Baking squash like this is a good first step to more complex recipes, like ravioli with squash stuffing, or squash pie. But if you have no such intentions, here is my favorite way of cooking squash. First, cut open the squash and scoop out the seeds with a spoon. Then place the squash, cut side down, on the cutting board, and cut off the hard peel with a sturdy knife. Cut the squash flesh into small cubes, put them in a pot with a few inches of boiling water and cover with a tight-fitting lid.
While the squash is cooking, get some goodies going in a fry pan. Start with oil or butter and/or chopped bacon. Sauté onions, garlic, ginger, peppers…whatever you like. Then, when the squash in the pot is soft, stir in the goodies from the pan and taste. Season with black pepper, salt or soy sauce and cider vinegar. Add water if you want squash soup, or slowly cook it down if you want something thicker. When almost ready to serve, stir in some chunks of a sturdy cheese, like feta.
If that’s too vague and micromanagement is what you want, here’s a nice recipe I adapted from a sweet potato soup served at the Good Food Store. I substituted squash for sweet potato and made a few more adjustments.
Spread one cup shredded coconut on a sheet pan and toast at 350 until golden (about five minutes). Heat one tablespoon canola or grapeseed oil in a pot on medium heat. Sauté one chopped onion until translucent. Add two tablespoons dark mustard seed, one cubic inch of chopped ginger, one tablespoon turmeric, one (or more) chopped hot peppers and one tablespoon curry powder. (I like Bengali-style curry powder the best here). Sauté this mixture, stirring constantly, for about a minute.
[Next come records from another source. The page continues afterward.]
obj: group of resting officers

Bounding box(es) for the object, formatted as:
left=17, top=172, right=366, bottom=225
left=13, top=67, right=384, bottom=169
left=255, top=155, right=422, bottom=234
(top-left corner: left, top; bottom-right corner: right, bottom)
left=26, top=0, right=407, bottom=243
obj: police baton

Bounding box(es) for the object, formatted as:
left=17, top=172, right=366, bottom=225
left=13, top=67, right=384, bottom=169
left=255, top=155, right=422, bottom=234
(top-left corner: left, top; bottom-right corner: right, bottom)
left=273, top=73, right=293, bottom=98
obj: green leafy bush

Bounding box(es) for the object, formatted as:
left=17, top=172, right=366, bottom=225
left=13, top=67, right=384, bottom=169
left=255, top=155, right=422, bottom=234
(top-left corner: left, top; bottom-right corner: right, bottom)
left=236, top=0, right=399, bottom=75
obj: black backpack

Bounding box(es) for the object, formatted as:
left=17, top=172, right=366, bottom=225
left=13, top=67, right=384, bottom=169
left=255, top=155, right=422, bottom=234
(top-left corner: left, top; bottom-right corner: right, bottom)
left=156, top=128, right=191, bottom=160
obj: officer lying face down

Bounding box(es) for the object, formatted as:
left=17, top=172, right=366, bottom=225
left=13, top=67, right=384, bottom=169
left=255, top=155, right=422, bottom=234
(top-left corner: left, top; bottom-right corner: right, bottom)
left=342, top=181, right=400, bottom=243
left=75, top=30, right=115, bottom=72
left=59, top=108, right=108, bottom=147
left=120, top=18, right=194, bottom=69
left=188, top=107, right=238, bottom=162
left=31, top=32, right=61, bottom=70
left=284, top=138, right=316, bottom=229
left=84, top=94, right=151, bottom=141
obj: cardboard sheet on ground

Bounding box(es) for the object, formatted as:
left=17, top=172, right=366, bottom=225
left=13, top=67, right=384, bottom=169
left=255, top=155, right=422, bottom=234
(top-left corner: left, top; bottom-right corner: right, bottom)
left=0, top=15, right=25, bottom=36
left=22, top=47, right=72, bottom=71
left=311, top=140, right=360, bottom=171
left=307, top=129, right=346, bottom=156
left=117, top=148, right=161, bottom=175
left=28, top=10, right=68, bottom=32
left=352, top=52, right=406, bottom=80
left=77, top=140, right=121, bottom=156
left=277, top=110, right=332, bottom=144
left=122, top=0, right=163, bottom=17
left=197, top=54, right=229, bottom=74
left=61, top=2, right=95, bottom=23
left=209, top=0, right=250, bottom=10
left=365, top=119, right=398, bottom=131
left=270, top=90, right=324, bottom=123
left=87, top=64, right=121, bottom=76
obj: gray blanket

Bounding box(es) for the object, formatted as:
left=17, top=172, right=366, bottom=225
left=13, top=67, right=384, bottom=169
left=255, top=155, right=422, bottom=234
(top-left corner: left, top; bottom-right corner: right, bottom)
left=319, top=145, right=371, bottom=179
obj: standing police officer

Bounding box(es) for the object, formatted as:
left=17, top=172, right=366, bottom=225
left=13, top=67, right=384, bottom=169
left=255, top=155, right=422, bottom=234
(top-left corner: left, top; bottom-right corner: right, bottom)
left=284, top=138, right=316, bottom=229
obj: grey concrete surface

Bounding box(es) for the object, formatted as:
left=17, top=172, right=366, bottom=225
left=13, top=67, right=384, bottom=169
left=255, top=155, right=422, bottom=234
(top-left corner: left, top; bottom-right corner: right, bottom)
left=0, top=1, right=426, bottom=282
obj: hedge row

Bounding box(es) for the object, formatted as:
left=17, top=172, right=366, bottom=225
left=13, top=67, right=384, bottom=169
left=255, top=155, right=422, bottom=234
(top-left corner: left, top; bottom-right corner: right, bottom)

Then add a cup of chicken or veggie stock and seven cups squash, peeled and cubed as described above. My favorite squashes for this are blue hubbard, kabocha, buttercup, red curry and sweet meat. Add enough water to just cover the squash. Simmer until tender, then stir in one can coconut milk. Remove from heat and purée the soup, ideally with a submersible blender (aka “the tool”). A whisk works too. Or leave it chunky. Stir in one cup frozen peas and the toasted coconut. Season with salt and cider vinegar.
You’ll never call squash boring again. You might even need to wash your pants.